Sie schüttelte den Bann ab und lächelte: „Mir ist gar nichts.“

Er küßte ihre Hand, und sie errötete. So ein Handkuß war etwas, woran man sich erst gewöhnen mußte.

Sie wanderten weiter in den sich schier endlos dehnenden grünen Wald hinein, der die Mark Brandenburg so wundersam verschönt. Der Mann malte herrliche Zukunftsbilder, das Mädel an seiner Seite vergaß darüber alles um sich her. Irgendeine Fremdheit war noch zwischen ihm und ihr, das spürte sie deutlich, eine Fremdheit, die sie bei Dieter Lindner nie empfunden hatte. Aber das mochte wohl daran liegen, daß er ein Graf war — ein richtiger Graf!

Er küßte sie und sagte: „Ich bin so glücklich, dich gefunden zu haben; ’s ist unser zweites Alleinsein. Es war ja so wenig, wenn ich dich bisher nur sprechen konnte beim Besuch in der Konditorei. Aber du warst mir gleich so vertraut, als gehörtest du schon lange zu mir.“

Sie lächelte ein wenig eitel. Schön war es, nun bald eine große Rolle im Leben spielen zu dürfen. Aber auch ohne Titel und Schloß gefiel er ihr, nahm sie seine Liebe beglückt entgegen.

Er faßte ihre Linke und küßte sie, dann holte er aus der Westentasche einen Ring, der von hellgrünen und weißen Steinen funkelte und wollte ihn ihr anstecken. Doch noch zauderte er.

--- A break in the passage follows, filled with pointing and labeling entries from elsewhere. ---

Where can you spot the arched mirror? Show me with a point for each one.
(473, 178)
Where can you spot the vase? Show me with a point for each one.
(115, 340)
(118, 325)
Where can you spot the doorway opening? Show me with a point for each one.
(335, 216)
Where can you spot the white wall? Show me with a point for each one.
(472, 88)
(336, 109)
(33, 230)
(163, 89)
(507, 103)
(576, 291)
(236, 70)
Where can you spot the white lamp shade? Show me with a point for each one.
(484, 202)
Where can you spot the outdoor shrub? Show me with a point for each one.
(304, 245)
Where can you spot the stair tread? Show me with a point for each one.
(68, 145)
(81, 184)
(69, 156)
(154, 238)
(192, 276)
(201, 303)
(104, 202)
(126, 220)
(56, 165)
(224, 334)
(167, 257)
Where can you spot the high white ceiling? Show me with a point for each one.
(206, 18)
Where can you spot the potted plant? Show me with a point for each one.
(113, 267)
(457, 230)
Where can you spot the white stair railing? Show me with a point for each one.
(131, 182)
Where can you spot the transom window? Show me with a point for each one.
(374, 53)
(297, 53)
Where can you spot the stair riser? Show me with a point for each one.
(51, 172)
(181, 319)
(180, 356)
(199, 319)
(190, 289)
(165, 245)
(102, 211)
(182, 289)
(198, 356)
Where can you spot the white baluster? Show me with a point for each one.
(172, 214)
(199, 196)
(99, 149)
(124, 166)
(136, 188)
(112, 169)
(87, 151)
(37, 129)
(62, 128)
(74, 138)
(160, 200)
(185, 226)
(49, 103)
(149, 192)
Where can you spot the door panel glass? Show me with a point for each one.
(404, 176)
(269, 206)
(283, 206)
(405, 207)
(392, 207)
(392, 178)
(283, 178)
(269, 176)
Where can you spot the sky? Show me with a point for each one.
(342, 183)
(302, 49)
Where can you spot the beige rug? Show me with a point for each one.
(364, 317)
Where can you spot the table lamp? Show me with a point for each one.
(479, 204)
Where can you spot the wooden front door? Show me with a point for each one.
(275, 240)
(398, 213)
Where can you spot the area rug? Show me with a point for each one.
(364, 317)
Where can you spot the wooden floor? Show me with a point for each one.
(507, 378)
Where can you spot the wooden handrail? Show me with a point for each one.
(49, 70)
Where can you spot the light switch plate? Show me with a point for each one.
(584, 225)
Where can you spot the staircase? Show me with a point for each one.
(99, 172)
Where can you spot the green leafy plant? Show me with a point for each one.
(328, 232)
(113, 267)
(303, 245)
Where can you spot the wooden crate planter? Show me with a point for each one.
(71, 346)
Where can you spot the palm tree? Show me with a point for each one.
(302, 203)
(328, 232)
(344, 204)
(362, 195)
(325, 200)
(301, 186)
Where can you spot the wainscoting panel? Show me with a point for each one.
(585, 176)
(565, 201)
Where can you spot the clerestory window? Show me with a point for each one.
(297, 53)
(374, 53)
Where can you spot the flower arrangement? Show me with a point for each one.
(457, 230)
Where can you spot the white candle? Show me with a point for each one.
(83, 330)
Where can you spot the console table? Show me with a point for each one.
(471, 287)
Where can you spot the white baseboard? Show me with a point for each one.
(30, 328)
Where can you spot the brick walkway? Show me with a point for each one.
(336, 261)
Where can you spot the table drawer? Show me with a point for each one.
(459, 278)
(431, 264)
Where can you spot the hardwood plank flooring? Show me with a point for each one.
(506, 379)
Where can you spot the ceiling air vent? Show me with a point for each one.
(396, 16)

„Du sollst meinen Ring tragen, den ich für dich kaufte, Marlenelein, aber du trägst schon einen. Gib ihn her! Du mußt ihn mir verpfänden bis zum Hochzeitstage!“

Ehe sie noch etwas erwidern konnte, hatte er ihr den Ring abgezogen, der sich schon seit Generationen in ihrer Familie vererbt hatte. Ein antiker eigenartiger Ring war es und der Stein darin sehr kostbar.

Er schob ihr den flimmernden schmalen Reif an den nun leeren Finger und die Steine funkelten in der Nachmittagssonne grün und weiß in farbigem Durcheinander.

Er sagte: „Jetzt stecke ich mir deinen Ring an, mein Lieb. Siehst du, er paßt an meinen kleinen Finger, und von diesem Augenblick an sind wir richtig verlobt, wenn auch noch nicht öffentlich.“

Er küßte sie: „Ich fordere Treue von dir, Marlene! Och du, wie habe ich dich lieb!“

Marlene schwebte es auf der Zunge, zu bitten: Laß mir meinen Ring! Ich darf ihn nicht fortgeben, auch nicht an dich. Onkel würde schelten, wenn er merkt, daß ich ihn nicht mehr habe. Er schilt schon oft, weil ich ihn fast täglich trage.

Aber sie wagte nicht, ihm das zu sagen, denn sie trug doch ein so kostbares Geschenk von Malte Buttenheim am Finger. Sie würde allerdings den neuen Ring zu Hause nicht sehen lassen dürfen. Malte wollte doch nicht, daß sie von ihrer Liebe zu ihm erzählte, ehe er den Prozeß gewonnen hatte. Es war auch gut so. Mit dem Onkel war in manchen Dingen keine Verständigung möglich. Er war so solide und gründlich. Dinge, die noch in der Schwebe waren, entsprachen nicht seinem Geschmack. Alles, was er nicht sah oder was ihm nicht schwarz auf weiß bewiesen wurde, zweifelte er an.

Malte Buttenheim lächelte. „Jetzt wollen wir aber kehrt machen, mein Mädelchen. Ich habe am Spätnachmittag eine Besprechung mit meinem Stettiner Anwalt verabredet.“

Sie nickte: „Ich muß auch nach Hause. Ich habe nämlich geschwindelt, ich müßte zum Zahnarzt.“

Er drückte ihren Arm fester an sich.

Als die ersten Häuser der Stadt in Sicht kamen, trennten sie sich mit einem Händedruck und verabredeten sich: In acht Tagen an derselben Stelle.

Marlene ging langsam weiter und sah oft der straffen, schlanken Männergestalt nach, die sich immer rascher von ihr entfernte. Jetzt bog sie um eine Straßenecke und Marlene empfand ein leichtes Mißbehagen, weil Malte Buttenheim sich nicht ein einziges Mal nach ihr zurückgewandt hatte.